The culmination of almost 23 years of discussion, IFRS 17 will take effect with annual reporting cycles beginning on or after 1 January 2023. IFRS 17 (2020) reflects the results of an in-depth consultation process of the Standard proposed in the Exposure Draft Amendments to IFRS 17, published by the IASB in June 2019 in response to feedback on IFRS 17, as originally issued in 2017.
In response to those consultations between the IASB, the insurance industry, regulators and accounting bodies, significant changes were made to that Exposure Draft:
• The extension of the effective date to 1 January 2023 from 1 January 2022 proposed in the Exposure Draft.
• The ability of insurers to recognise gains on the initial recognition of reinsurance contracts held, which cover onerous underlying contracts.
• The clarification of the treatment of the contractual service margin (CSM) attributable to investment-return service and investment-related service.
• The expansion of the risk mitigation option to include reinsurance contracts held where they are used in a manner similar to that of financial instruments.
Ralph Ovsec, Senior Director, Insurance Consulting and Technology, at Willis Towers Watson, said: “IFRS 17 remains complex.

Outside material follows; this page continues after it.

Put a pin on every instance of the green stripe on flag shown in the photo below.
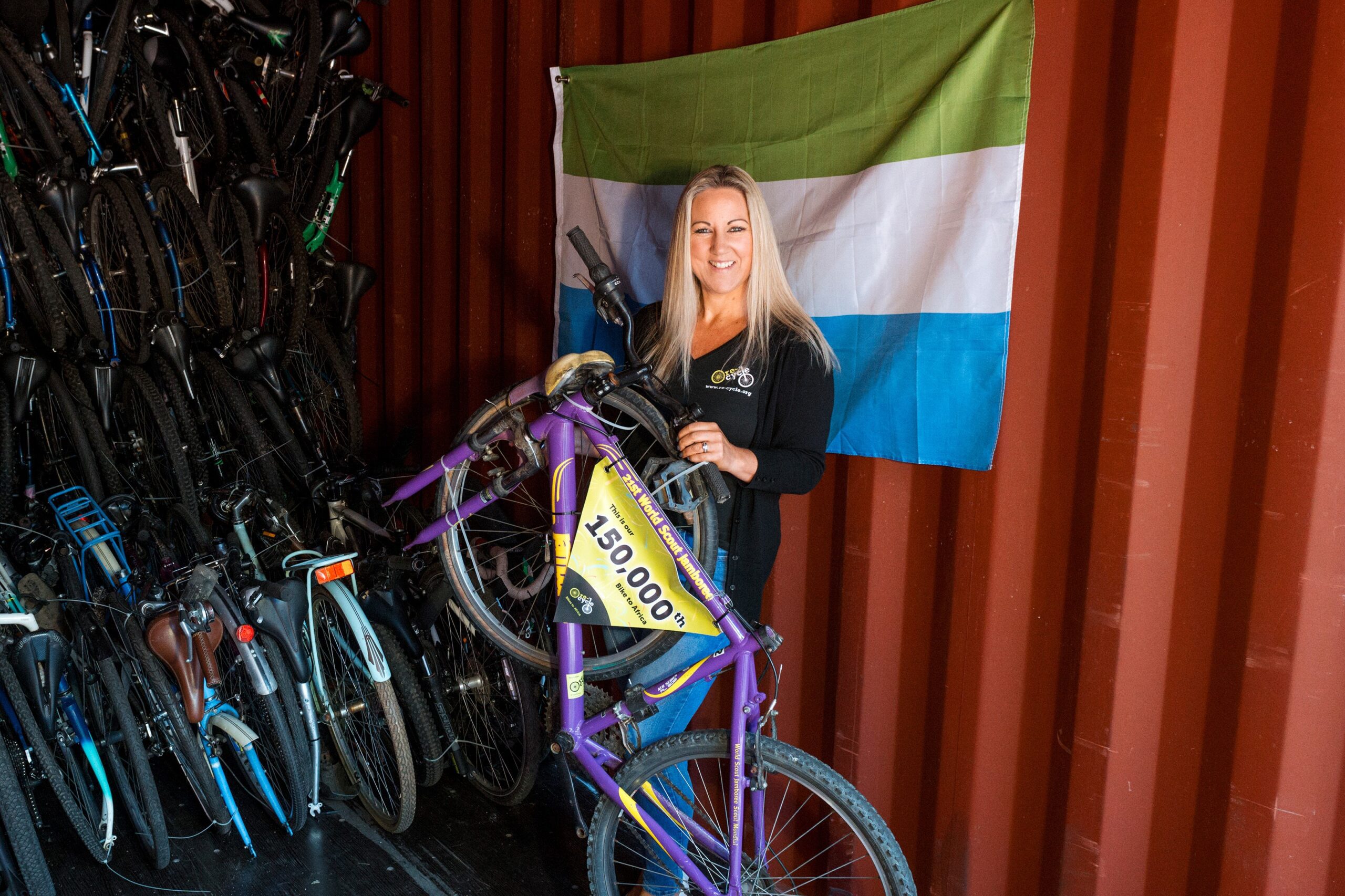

This is partly due to the IASB’s desire to maintain this as a principles-based Standard. There remain areas of significant judgment and many companies continue to face major implementation challenges compounded by COVID-19.”
The European Union is now expected to resume its endorsement process. A number of concerns expressed by EFRAG (the private entity advising the EU) have been addressed in the final IFRS 17, although some issues are still outstanding.
Willis Towers Watson recently conducted a global survey of insurers’ IFRS 17 programmes, so far receiving in excess of 230 responses, including 16 members of the European Insurance CFO Forum. Initial findings include:
77% of the survey participants expect to continue their implementations as originally planned following Covid-19. Nine per cent have been redesigning or pausing parts of their programme.
• In light of the one-year delay to 2023, 59% want to continue as originally planned. 31% want to do more and 10% intend to pause the programme.
• Only 10% of the surveyed companies already have a clear view on the business implications of IFRS 17.
• 55% believe that IFRS 17 earnings / equity will be slightly or much more helpful than current GAAP earnings / equity.
• 59% believe that the need for additional non-GAAP reporting / supplementary reporting will slightly or significantly increase.
Ralph Ovsec said: “It is clear from our survey results that IFRS 17 will be challenging to deliver as well as signifying an uncertain future financial reporting landscape.”